Pasaron diez segundos. Su hilo de voz cansada sonó entre el piar de los pajarillos.

– Testamento 1. Yo soy. Neruda —y prosiguió el silencio.

Desde ahí empecé a leerle. Algunas veces con él sentado a cinco metros de mí, en las mesas de mármol del “Esdrújulo”, su última paz previa al sanatorio. Me inquirió con su poesía. Me hizo ver la fatalidad del ser a través de su ingeniosa pluma que plasmaba la fatalidad de su propia esencia. Me hizo sentir pequeño, nimio ante la poesía que narra la decrepitud de buena parte del espacio en que vivimos, el que compartimos, al que estamos destinados…

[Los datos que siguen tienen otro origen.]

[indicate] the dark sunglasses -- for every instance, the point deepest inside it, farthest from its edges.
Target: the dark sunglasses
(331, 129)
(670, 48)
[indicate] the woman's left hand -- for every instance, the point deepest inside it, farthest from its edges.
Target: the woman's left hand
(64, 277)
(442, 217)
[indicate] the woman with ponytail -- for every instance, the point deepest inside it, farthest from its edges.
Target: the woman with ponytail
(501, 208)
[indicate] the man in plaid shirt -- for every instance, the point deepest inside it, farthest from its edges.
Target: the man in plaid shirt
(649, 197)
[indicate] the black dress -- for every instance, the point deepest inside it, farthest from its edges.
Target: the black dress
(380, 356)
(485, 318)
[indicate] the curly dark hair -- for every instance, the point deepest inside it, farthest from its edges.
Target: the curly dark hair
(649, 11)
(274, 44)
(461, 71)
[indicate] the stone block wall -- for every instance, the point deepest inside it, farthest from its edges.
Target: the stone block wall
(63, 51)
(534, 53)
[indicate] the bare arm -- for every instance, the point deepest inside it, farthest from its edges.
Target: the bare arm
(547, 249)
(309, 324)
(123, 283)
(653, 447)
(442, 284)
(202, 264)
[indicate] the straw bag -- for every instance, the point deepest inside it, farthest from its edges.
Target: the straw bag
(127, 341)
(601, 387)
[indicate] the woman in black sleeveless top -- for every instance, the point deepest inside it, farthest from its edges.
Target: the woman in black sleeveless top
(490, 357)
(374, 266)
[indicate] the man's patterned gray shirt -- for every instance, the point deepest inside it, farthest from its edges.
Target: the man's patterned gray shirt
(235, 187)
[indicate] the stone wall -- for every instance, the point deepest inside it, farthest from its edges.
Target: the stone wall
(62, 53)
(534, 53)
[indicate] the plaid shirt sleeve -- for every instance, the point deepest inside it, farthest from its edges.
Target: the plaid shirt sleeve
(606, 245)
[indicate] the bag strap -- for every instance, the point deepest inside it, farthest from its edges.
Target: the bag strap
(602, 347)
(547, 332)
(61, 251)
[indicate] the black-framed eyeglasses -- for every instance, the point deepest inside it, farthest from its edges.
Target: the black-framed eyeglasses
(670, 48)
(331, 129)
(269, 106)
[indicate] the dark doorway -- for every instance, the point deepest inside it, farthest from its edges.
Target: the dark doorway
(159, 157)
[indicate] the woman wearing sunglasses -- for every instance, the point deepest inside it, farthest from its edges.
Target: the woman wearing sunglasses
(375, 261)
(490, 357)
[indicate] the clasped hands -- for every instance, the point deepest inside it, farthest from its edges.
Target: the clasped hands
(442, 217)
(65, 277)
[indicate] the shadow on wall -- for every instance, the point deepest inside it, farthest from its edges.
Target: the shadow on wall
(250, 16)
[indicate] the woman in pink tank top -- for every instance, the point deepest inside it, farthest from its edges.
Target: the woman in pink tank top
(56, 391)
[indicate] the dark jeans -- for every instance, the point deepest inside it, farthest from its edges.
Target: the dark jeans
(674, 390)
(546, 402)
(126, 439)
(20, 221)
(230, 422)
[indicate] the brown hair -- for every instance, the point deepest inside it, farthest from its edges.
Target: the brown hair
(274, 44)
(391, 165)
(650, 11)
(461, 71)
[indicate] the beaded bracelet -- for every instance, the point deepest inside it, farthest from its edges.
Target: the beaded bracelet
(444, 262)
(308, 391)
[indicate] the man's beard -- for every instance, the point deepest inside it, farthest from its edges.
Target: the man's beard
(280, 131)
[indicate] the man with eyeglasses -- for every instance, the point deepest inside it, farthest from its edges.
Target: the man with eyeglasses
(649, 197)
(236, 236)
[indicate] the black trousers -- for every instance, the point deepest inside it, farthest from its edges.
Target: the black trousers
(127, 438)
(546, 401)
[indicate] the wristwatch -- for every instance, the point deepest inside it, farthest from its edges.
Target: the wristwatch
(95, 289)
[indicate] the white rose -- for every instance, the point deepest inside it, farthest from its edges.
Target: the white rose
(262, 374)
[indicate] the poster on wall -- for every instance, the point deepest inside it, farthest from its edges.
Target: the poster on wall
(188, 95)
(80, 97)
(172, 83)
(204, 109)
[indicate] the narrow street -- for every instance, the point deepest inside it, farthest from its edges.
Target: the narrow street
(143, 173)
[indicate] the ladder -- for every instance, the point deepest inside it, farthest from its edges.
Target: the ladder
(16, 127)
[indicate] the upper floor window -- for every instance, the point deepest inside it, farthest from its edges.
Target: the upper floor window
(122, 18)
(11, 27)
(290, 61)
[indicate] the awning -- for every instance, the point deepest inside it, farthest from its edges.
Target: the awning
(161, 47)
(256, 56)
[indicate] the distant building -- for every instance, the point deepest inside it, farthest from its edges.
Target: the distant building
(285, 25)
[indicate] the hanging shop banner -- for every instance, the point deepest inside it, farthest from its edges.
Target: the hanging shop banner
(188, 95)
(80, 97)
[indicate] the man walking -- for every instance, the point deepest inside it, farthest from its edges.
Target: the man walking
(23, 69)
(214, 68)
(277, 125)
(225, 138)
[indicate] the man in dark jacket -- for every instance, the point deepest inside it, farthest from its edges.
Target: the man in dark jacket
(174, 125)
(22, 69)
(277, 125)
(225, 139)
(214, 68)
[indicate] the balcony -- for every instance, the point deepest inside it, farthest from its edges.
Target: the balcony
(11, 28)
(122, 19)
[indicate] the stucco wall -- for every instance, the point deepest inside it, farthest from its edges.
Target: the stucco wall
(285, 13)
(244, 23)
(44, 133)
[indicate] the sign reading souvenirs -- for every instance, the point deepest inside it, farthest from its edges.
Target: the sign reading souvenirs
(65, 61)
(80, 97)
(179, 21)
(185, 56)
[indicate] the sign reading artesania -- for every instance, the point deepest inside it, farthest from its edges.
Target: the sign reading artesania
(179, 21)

La poesía destruye al hombre

La poesía destruye al hombre
mientras los monos saltan de rama en rama
buscándose en vano a sí mismos
en el sacrílego bosque de la vida
las palabras destruyen al hombre
¡y las mujeres devoran cráneos con tanta hambre
de vida!
Sólo es hermoso el pájaro cuando muere
destruido por la poesía.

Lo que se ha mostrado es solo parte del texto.